1THEREFORE THEN, since we are surrounded by so great a cloud of witnesses [who have borne testimony to the Truth], let us strip off and throw aside every encumbrance (unnecessary weight) and that sin which so readily (deftly and cleverly) clings to and entangles us, and let us run with patient endurance and steady and active persistence the appointed course of the race that is set before us, 2Looking away [from all that will distract] to Jesus, Who is the Leader and the Source of our faith ..." (Heb 12)
For me, stripping off anything that didn't serve me well in my first half of life makes sense. Every encumbrance, every habit or aspect of mindset that binds, constricts, and keeps me running-in place- has got to go.
Now, what exactly are these things I'm stripping off? Well, I'm carefully appraising the situation- my life- and deciding what they are. I've had a lot of encumbrances that I can see so clearly, as I look back on my teen years and college days, but I'm not as clear as to what the encumbrances are from my last decade. I've been a respectable wife and mother in my thirties and now in my mid forties- and I don't need to throw respectability out the window! But I do need to look at whether that's been the most telling thing about my life.
Probably my biggest encumbrance has been in not acknowledging my gifts and my calling earlier in life. I took too long to get to the place where I could say, "I'm a writer. I've always been a writer." And that isn't all that I am, but it certainly is an aspect of me that I've only recently released to the world- boldly, fearfully, but nevertheless I've been saying it out loud, and more so to myself: "I am a writer."
There are many things I am not.
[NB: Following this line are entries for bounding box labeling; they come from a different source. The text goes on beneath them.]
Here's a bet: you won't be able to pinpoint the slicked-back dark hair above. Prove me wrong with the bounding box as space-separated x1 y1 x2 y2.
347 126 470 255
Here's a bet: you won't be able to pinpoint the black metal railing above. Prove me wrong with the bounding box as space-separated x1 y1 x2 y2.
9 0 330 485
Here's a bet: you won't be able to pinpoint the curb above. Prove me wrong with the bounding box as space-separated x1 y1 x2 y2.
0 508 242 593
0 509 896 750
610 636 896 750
I'm not a salsa dancer or an interpreter for the U.N.- sorry, Dad. I'm not an avid home organizer- but I don't need to tell my husband that! I'm not a mild, soft-spoken mother who lets my husband deal with my teenage son exclusively while I sit in a rocker and knit- my teenage son rolls his eyes in agreement but there's a smile on his face. My 13 year old daughter has started to point out potential dangers as we are driving because she sees me discussing something passionately and wonders if I'm still on top of my driving. (By the way, she is the organizer.)
I can see that my kids are also wondering who Mom is becoming- and that's good! Life is not boring here at the Caldwell house. There are thoughts and plans and dreams to be contemplated and then acted upon. There are colleges to check out- for my son, and sports to play- for both kids- and houses to build again- for my husband. But for me, there is mostly a throwing off of every weight that hinders me.
I'm too old now to be encumbered. And I'm too young to slow down in the race. I'm looking at the Author and Finisher of my Faith...and I get a second wind.